4 Simple Ways to Make the Best of Co-Parenting
Co-parenting after divorce is stressful on many levels. Paired with the challenging legal aspects of a divorce, it can be difficult to approach any new arrangement with an open heart and open mind. It may feel as though circumstances are actively working to upset your sense of comfort and control.
Scheduling, finances, and heightened emotions can all make co-parenting undeniably complicated. But enduring a state of heightened stress and conflict benefits no one. Neither you nor your children can adjust to shared parenting if you are stuck in panic mode. Instead, combat stress by committing to making the best of your co-parenting arrangement, using these 4 tips to get you started.
Children at the Centre
Even if you choose to disregard every other tip in this list, this one should always make the cut! Keeping your children at the centre of your co-parenting efforts is the most reliable way to make the best of your shared parenting relationship. When the efforts of co-parents are focused on the health and happiness of their children, it will be simpler to approach discussions, disagreements, and interactions with a strong spirit of cooperation.

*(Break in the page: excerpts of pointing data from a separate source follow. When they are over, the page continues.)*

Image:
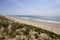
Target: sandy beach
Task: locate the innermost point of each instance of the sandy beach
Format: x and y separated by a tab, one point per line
54	27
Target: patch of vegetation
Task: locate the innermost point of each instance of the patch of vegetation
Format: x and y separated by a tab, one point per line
11	29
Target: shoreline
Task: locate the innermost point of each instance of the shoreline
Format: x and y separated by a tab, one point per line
44	25
26	18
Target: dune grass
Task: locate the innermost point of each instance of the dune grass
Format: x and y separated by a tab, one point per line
11	29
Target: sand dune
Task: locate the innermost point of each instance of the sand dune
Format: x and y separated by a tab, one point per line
44	25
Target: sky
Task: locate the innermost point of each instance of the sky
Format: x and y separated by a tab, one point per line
30	7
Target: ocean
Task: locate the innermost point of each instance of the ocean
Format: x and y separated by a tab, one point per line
52	19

This method for making the best of co-parenting goes hand in hand with keeping your children at the centre of your communication. View your relationship with your co-parent as a partnership rather than imagining them as the opposition, and your communication can be focused on the logistics of raising children rather than being waylaid by intra-parental conflict.

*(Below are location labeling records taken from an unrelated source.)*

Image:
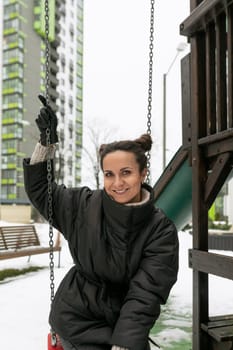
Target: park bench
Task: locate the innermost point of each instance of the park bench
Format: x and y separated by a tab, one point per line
23	240
220	328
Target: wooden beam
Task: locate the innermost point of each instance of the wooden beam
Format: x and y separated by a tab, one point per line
217	177
202	15
211	263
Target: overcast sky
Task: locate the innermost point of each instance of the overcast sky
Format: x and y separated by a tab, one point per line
116	59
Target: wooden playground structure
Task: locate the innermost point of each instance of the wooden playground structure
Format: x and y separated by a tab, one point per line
207	99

If you can do so safely, assume that your co-parent has your child’s best interests at heart. Doing so won’t mean that conflict will never erupt or personalities will never clash. You’re both human, after all, and no partnership is without its trials. Nevertheless, knowing that you and your co-parent are working together toward the same shared goal makes open and honest communication that much easier.
Check Your Ego
This tip may sound simple, but we know it can be far from easy. The ability to check your ego when communicating about your children has the potential to make or break shared parenting. When parents put their own emotional needs ahead of their children, shared parenting can quickly devolve into tit-for-tat arrangements surrounded by an atmosphere of distrust and disrespect.
The tricky part is identifying when your own ego is forcing its way into the centre of your efforts (and pushing your children out in the process). Honesty plays a big part in healthy co-parenting relationships, and that includes honesty about your own motivations and actions.
If you’ve ever waited until the night before a deadline to begin an assignment, you’re probably familiar with the unpleasantness of procrastination. When it comes to co-parenting, kicking the can down the road by avoiding tough discussions only adds more strife to an already stressful situation.
Avoiding conflict isn’t the same as solving it, so get in the habit of tackling the tough stuff from the very beginning of your co-parenting relationship. Devote time and attention to your parenting plan, and when arrangements aren’t working, address them immediately rather than allowing tension to mount.
These 4 tips may be simple, but we know that does not guarantee that they are easy. The sooner you can implement them, however, the faster you and your co-parent will build healthy habits in your communication. Co-parenting may be complicated, but by tending to your fundamentals, you’ll give yourself the resilience to handle anything.